Abstracts

Rationale: Historical data from epileptic colonies and chronic brain recordings from humans and animals have established that seizure timing is not random for many individuals; rather, seizure risk is modulated over circadian and infradian (multiday) cycles. Physiological cycles are ubiquitous, transcending species, organ system, and diseases. Relationships between physiological signals amenable to non-invasive monitoring (cardiac, autonomic, behavioral) and brain excitability may enable seizure risk forecasting by wearable biosensors. Here, we use concurrent recordings from a brain implant and a wrist worn biosensor to assess if noninvasively measured physiology informs circadian and infradian rhythms in epilepsy.

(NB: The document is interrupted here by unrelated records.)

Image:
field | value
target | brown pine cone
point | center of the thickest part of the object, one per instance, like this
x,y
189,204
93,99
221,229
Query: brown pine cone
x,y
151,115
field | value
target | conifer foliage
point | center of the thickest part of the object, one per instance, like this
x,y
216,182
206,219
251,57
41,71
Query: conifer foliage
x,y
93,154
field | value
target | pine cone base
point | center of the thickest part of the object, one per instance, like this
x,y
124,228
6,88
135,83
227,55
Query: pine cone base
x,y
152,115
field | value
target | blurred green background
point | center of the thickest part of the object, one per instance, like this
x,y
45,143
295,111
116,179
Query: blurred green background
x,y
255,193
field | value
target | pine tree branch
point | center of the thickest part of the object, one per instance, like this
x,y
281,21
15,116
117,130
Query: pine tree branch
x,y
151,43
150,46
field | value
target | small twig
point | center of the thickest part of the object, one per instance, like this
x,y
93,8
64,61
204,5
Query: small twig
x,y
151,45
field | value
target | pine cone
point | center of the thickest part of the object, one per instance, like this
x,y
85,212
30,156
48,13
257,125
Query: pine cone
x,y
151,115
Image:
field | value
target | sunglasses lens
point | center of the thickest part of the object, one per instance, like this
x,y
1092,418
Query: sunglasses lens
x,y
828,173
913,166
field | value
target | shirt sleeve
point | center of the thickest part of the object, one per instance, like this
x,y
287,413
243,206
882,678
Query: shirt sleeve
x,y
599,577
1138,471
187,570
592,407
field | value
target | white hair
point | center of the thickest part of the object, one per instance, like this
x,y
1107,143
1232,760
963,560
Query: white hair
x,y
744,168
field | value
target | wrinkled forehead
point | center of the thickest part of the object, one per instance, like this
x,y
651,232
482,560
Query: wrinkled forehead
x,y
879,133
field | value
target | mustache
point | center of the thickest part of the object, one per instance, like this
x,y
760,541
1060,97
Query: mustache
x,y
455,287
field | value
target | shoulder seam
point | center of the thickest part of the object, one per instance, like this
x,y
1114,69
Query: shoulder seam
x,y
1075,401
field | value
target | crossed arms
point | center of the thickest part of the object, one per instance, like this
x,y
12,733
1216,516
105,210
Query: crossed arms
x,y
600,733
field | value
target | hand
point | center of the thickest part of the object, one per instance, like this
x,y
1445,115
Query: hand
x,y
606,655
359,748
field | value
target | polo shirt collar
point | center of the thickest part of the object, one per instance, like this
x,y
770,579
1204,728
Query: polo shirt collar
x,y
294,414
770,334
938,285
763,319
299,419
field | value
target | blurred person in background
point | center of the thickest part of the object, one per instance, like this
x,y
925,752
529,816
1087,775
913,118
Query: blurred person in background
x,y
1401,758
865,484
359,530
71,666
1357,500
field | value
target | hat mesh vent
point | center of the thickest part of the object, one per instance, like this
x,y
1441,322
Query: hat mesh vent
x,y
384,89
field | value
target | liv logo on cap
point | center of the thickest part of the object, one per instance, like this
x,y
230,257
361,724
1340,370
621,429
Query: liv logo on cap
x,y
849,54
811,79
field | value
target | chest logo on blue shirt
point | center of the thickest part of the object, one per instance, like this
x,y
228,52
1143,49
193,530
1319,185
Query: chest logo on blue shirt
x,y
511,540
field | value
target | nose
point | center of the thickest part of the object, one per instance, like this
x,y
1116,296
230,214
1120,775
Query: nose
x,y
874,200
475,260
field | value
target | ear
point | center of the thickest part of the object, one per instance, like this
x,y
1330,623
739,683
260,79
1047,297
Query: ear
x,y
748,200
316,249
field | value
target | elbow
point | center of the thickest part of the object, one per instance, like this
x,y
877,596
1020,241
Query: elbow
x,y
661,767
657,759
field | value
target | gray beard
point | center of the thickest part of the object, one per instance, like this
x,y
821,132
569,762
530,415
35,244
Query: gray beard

Methods: Nine patients with epilepsy had chronic recordings with the NeuroPace RNS® System and the Empatica E4 wristband. Median recording duration was 131 days (std. dev. 75). The RNS® device provided measures of interictal epileptiform activity (IEA) and electrographic seizures (epileptologist visually confirmed). The E4 provided measures of cardiac (inter-beat interval (IBI), blood pressure (BP), heart rate variability (HRV)) and autonomic activity (tonic and phasic electrodermal activity (tEDA, pEDA)), temperature (TEMP), and 3-axis accelerometry (ACC). The continuous wavelet transform characterized circadian and infradian cycles from hourly averaged IEA and wristband biosignals. Cycles of interest were defined as peaks in the IEA amplitude spectral density (ASD) above the 95th percentile of white noise. Magnitude squared coherence assessed phase synchrony between IEA and wristband recordings. Seizure timing was evaluated relative to the phase of significant circadian and infradian cycles. Phase was assessed by 3rd order least-squares non-causal finite impulse response filters. Circular statistics (Rayleigh test) determined the phase locking value (PLV) of seizures to biosignal cycles (P< 0.05 significance level).